Plus fondamentalement, l’Arabie saoudite, protectrice des lieux saints de l’Islam, voit d’un très mauvais œil le changement progressif occidental dans son soutien à l’islamisme politique radical. En effet, les Américains et leurs alliés ne sont plus les fidèles soutiens de « l’Islam politique » qu’ils ont été pendant plusieurs décennies. D’abord anti-soviétique en Afghanistan dans les années 80, puis « anti-laïque » dans les années 90 et 2000, l’Occident ne joue plus aujourd’hui systématiquement la carte de la radicalité musulmane. Souvenons-nous du soutien discret, mais réel des Américains au FIS ou au GIA en Algérie dans les années 90, à la Bosnie-Herzégovine puis au Kosovo « musulman » où se côtoyaient conseillers militaires américains et troupes de choc d’Al Qaida. Encore, dans les années 2010, les Américains et les Saoudiens étaient globalement sur la même ligne sur le dossier de la guerre en Syrie contre le Baas pseudo « laïque » et son chef Assad. Mais, progressivement les choses ont changé du côté occidental, le point d’inflexion définitif a certainement été le non-soutien de Washington au président égyptien Morsi pourtant « frère musulman », renversé en 2013 par un sanglant putsch militaire « laïque », alors que ce dernier avait pourtant été élu régulièrement par le peuple égyptien.
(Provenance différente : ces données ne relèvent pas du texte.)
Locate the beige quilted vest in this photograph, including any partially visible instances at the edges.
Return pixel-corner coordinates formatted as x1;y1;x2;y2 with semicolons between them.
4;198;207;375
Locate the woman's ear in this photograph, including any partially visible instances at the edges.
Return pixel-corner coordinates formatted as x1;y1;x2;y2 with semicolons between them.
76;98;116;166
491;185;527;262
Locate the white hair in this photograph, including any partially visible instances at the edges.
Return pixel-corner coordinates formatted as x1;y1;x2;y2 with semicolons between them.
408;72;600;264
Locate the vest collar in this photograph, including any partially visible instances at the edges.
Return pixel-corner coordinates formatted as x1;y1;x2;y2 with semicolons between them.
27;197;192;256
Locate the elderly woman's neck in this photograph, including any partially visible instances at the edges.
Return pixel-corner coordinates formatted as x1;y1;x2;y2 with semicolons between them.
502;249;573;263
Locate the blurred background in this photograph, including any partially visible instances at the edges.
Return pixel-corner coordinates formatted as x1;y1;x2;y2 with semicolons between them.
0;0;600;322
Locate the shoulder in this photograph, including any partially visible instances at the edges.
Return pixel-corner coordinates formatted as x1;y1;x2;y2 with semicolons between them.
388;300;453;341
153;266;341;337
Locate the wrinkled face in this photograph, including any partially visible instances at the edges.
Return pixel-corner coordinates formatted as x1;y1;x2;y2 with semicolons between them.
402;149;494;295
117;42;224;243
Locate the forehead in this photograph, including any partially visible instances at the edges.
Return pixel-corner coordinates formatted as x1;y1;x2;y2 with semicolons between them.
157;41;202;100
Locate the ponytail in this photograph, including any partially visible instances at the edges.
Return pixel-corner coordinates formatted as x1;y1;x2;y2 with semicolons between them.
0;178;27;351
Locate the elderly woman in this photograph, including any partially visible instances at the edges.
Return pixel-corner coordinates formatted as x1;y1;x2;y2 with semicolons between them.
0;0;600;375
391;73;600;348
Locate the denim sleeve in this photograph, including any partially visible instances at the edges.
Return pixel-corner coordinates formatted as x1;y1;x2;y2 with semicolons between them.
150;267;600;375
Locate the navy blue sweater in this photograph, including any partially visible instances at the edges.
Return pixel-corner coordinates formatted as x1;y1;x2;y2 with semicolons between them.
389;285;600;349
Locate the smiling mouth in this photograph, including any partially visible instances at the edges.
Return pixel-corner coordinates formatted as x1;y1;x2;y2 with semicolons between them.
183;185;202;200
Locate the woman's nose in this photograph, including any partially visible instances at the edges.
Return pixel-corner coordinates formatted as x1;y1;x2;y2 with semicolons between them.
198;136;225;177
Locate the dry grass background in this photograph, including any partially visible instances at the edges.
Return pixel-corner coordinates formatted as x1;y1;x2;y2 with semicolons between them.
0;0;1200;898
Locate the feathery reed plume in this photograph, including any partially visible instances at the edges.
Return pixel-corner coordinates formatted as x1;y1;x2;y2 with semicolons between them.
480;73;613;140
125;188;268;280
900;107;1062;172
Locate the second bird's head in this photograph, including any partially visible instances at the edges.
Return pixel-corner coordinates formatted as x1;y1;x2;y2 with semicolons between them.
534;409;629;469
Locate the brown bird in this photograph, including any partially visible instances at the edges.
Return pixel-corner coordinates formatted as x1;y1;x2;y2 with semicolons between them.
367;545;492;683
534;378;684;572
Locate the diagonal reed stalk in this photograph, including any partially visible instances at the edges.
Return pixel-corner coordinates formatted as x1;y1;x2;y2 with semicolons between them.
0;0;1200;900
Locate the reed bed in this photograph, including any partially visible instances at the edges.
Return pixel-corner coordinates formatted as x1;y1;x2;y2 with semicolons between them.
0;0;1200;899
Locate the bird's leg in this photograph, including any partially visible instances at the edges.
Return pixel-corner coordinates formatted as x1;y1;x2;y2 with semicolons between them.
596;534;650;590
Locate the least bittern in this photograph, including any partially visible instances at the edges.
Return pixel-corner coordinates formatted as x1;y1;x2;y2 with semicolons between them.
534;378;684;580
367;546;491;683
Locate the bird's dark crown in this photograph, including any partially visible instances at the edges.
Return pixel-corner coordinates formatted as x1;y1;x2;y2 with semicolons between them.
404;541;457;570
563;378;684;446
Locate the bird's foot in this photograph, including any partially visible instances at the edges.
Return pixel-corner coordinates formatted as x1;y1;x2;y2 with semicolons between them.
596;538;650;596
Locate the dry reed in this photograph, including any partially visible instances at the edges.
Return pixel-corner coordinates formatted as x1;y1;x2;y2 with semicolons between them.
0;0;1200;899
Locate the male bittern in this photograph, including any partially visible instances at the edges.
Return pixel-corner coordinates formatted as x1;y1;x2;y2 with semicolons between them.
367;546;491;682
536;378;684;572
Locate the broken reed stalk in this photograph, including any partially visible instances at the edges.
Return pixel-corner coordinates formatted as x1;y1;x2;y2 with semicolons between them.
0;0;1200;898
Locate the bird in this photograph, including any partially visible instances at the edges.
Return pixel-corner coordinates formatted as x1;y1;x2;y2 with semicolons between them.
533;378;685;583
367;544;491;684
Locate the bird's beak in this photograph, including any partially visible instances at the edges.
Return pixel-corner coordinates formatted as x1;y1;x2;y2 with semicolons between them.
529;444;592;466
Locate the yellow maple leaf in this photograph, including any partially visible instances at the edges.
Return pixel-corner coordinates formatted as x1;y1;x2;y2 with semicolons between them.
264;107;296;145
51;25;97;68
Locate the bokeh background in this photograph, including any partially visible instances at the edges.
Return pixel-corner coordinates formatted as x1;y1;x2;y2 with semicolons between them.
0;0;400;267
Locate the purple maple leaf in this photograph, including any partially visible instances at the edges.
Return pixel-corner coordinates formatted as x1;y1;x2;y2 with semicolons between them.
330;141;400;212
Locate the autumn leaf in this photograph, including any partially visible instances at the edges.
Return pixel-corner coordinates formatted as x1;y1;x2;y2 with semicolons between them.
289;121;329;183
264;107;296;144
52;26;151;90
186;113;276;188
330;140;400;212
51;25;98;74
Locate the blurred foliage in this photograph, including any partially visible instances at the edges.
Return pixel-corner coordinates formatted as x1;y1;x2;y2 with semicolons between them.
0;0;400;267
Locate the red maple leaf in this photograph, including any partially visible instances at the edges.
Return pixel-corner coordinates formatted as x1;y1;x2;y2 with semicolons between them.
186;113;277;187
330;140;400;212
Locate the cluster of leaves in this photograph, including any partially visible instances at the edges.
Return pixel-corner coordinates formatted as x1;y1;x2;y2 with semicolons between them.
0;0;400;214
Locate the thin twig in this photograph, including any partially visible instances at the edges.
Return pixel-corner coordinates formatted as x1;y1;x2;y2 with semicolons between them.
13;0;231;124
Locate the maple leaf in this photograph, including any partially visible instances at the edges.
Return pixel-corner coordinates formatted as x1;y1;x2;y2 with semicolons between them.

Les mollahs iraniens et les wahhabites saoudiens ont une « culture » commune
Un autre sujet encore plus important pour Ryad explique peut-être ce retournement d’alliance potentiel : la « révolution culturelle » du peuple iranien, menée par les femmes, en cours depuis 6 mois. Souvent dans l’histoire, l’Iran a joué un rôle précurseur dans les grandes évolutions idéologiques de l’espace musulman. En 1979, par exemple, la « révolution islamique » dans ce pays, dirigée par l’ayatollah Khomeini, a initié le basculement général vers l’islamisme politique radical. Après avoir soutenu vainement Saddam Hussein dans la guerre Iran-Irak pour casser le leadership de la République des mollahs, l’Arabie saoudite a favorisé la création d’Al Qaida et plus tard de Daesh qui furent en grande partie une réaction sunnite soutenue par le wahhabisme (secte religieuse ultra conservatrice qui domine politiquement en Arabie saoudite). En fait, le sunnisme politique fut à la fin du vingtième siècle toujours « en réaction » par rapport à l’activisme chiite en Iran, mais aussi au Liban, en Irak, à Bahreïn et même sur le territoire saoudien dans les régions pétrolifères. Or, les événements s’inversent aujourd’hui, le reflux de l’Islam radical a peut-être entamé son mouvement historique à Téhéran. La « révolution culturelle » féministe en Iran menace potentiellement le wahhabisme saoudien. L’oppression du peuple, et la situation des femmes saoudiennes en particulier, est bien pire encore qu’en Iran. Le tribalisme bédouin wahhabite au pouvoir à Ryad à tout à perdre d’une victoire du processus démocratique à Téhéran. Ainsi, un régime archaïque soutenant l’autre, une alliance politique et idéologique ultra réactionnaire entre les mollahs iraniens et les chefs tribaux saoudiens est peut-être en train de voir le jour pour éviter leur effondrement culturel commun.